If left untreated, venous leg ulcers can lead to serious health problems.

  • Infection: Cellulitis, osteomyelitis, or sepsis; occurs in up to 30 % of chronic ulcers.
  • Pain and limited mobility: May progress to chronic disability.
  • Venous eczema (stasis dermatitis): Persistent itching and rash.
  • Malignancy: Rarely, a chronic ulcer may undergo malignant transformation (Marjolin ulcer).
  • Psychosocial impact: Depression, social isolation, and reduced quality of life.

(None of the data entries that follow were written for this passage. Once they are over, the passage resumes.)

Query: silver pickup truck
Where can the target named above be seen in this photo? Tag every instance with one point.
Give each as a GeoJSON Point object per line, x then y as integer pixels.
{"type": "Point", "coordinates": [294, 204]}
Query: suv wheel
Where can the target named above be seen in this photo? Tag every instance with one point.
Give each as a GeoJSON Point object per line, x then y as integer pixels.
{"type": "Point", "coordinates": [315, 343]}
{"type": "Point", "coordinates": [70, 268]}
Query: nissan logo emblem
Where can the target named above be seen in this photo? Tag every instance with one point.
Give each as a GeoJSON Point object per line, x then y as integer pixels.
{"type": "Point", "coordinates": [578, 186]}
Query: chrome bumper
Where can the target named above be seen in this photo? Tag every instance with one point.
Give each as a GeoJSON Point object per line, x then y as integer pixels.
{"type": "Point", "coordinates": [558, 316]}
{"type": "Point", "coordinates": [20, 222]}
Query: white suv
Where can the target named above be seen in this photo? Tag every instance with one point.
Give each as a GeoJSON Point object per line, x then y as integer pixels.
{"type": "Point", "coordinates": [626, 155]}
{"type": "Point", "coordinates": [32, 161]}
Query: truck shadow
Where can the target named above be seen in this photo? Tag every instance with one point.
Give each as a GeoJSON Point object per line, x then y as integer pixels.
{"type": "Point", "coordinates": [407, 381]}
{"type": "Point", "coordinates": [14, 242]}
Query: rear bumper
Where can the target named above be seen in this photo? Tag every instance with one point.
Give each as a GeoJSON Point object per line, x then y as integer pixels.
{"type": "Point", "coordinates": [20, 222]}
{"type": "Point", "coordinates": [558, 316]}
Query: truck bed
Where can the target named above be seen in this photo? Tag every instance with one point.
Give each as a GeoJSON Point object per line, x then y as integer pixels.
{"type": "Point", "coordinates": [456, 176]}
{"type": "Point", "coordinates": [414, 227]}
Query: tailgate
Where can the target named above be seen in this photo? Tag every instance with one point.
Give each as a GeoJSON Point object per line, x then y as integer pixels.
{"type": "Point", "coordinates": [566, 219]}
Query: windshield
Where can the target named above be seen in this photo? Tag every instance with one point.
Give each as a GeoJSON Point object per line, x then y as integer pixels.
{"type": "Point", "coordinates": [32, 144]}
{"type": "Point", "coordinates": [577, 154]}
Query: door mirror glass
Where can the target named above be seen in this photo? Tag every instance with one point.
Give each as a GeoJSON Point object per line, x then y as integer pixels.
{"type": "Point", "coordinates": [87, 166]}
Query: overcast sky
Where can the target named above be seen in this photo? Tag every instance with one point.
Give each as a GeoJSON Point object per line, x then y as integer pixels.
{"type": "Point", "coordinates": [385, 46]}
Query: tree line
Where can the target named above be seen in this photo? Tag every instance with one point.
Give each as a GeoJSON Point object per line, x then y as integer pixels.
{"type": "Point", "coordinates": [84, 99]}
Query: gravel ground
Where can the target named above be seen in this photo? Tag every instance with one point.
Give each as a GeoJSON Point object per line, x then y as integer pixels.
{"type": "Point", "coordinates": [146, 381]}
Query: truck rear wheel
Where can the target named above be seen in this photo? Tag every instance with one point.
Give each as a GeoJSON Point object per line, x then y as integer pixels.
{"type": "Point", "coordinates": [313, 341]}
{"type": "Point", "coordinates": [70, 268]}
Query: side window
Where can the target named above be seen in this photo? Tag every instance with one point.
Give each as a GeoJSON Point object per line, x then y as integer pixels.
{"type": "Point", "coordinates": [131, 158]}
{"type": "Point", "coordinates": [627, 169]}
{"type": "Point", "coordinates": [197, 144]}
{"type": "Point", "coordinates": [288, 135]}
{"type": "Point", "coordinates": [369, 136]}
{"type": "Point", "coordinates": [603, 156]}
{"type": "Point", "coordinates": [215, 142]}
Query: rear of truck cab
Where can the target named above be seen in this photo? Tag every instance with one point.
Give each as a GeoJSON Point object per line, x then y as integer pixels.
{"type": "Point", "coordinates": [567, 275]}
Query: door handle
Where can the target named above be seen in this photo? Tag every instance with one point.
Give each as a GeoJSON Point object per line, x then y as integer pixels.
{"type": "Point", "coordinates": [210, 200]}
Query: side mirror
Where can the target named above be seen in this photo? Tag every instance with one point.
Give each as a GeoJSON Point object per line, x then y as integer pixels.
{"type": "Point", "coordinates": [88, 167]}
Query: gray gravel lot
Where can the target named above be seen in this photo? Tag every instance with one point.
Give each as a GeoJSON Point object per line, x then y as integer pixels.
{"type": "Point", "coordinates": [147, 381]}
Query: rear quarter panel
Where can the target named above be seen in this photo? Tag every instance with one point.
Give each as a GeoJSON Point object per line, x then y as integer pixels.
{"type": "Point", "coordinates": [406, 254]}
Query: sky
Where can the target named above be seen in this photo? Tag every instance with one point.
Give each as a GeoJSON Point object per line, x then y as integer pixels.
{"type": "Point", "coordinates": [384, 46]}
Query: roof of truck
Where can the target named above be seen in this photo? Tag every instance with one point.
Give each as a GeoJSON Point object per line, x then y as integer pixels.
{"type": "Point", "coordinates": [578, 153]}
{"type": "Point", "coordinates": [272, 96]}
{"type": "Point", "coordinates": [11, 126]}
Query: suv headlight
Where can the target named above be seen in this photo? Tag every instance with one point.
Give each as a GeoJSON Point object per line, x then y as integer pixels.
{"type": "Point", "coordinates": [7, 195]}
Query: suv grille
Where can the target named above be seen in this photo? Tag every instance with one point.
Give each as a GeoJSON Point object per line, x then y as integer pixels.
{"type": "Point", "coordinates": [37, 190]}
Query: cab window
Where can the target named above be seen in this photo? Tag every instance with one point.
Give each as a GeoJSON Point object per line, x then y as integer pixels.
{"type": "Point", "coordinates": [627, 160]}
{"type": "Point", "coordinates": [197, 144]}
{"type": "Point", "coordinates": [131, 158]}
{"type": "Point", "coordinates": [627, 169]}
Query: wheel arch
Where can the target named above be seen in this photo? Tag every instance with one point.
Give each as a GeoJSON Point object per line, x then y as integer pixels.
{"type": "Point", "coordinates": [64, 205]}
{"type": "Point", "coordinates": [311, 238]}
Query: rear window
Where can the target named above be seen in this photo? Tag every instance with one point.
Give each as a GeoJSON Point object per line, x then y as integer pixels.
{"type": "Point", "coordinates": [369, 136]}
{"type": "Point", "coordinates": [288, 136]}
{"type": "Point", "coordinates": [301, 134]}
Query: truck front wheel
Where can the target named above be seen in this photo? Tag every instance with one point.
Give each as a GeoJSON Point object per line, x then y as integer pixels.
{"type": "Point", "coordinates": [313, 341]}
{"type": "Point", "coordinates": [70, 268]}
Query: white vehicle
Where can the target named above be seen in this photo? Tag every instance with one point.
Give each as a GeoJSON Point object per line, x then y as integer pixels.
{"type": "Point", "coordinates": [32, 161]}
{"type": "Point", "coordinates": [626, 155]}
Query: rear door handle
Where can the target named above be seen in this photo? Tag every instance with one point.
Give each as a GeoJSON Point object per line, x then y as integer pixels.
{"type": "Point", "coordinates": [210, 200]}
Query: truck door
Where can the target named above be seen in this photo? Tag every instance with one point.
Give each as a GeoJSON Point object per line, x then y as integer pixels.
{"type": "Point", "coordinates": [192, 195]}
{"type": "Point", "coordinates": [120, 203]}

When to Seek Emergency Care

Call 911 or go to the nearest emergency department if you notice any of the following:
  • Sudden increase in pain, swelling, or redness spreading rapidly.
  • Fever ≥ 38 °C (100.4 °F) or chills.
  • Purulent (pus‑filled) drainage with a foul odor.
  • Signs of systemic infection: rapid heartbeat, low blood pressure, confusion.
  • Rapidly expanding ulcer or tissue necrosis (black, dead tissue).
  • Difficulty breathing or chest pain (possible pulmonary embolism in patients with recent DVT).